Les moyens invoqués par les requérants et tirés de la méconnaissance de l’autorité de la chose jugée, des erreurs d’appréciation quant à l’identité de Mme D… A… et quant à la stabilité et au caractère continu de sa relation de concubinage avec M. E…, ressortissant soudanais auquel le bénéfice de la protection subsidiaire a été accordé par une décision de la Cour nationale du droit d’asile du 27 juillet 2021, et de la méconnaissance de l’article 8 de la convention européenne de sauvegarde des droits de l’homme et des libertés fondamentales, paraissent propres à créer, en l’état de l’instruction, un doute sérieux quant à la légalité de la décision attaquée.
La condition d’urgence étant par ailleurs satisfaite compte tenu de la durée de la séparation des concubins, qui s’allonge dans le temps, et des diligences accomplies en vue de la réunification familiale, il y a lieu de suspendre l’exécution de la décision litigieuse et d’enjoindre au ministre de l’intérieur de réexaminer la situation dans le délai de quinze jours à compter de la notification de la présente ordonnance, sans qu’une astreinte ne soit toutefois nécessaire.
Sur les frais liés au litige :
M. E… a été admis au bénéfice de l’aide juridictionnelle. Par suite, son avocate peut se prévaloir des dispositions de l’article 37 de la loi du 10 juillet 1991. Il y a lieu, dans les circonstances de l’espèce, sous réserve qu’elle renonce à percevoir la somme correspondant à la part contributive de l’Etat, de mettre à la charge de l’Etat la somme de 800 euros à verser à Me Pronost.
O R D O N N E :
Article 1er :
Il n’y a pas lieu d’admettre M. E…, à titre provisoire, au bénéfice de l’aide juridictionnelle.
Article 2 :
L’exécution de la décision du 11 septembre 2025 par laquelle la commission de recours contre les décisions de refus de visa d’entrée en France a rejeté le recours préalable formé le 12 mai 2025 à l’encontre de la décision de l’autorité consulaire française à Ndjamena du 21 avril 2025 portant refus de délivrance d’un visa de long séjour à Mme D… A… au titre de la réunification familiale est suspendue.
Article 3 :
Il est enjoint au ministre de l’intérieur de procéder au réexamen de la demande de visa de Mme D… A… dans le délai de quinze jours à compter de la notification de la présente ordonnance.
Article 4 :
L’Etat versera à Me Pronost une somme de 800 euros en application des dispositions du deuxième alinéa de l’article 37 de la loi du 10 juillet 1991, sous réserve qu’elle renonce à percevoir la somme correspondant à la part contributive de l’Etat.
Article 5 :
Le surplus des conclusions de la requête est rejeté.
Article 6 :
La présente ordonnance sera notifiée à Mme B… D… A…, à M. C… E…, au ministre de l’intérieur et à Me Pronost.

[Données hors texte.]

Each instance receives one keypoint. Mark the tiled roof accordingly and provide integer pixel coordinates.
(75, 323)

Fait à Nantes, le 30 octobre 2025.
La juge des référés,
S. GIBSON-THÉRY
La greffière,
L. LÉCUYER
La République mande et ordonne au ministre de l’intérieur en ce qui le concerne ou à tous commissaires de justice à ce requis en ce qui concerne les voies de droit commun contre les parties privées, de pourvoir à l’exécution de la présente décision.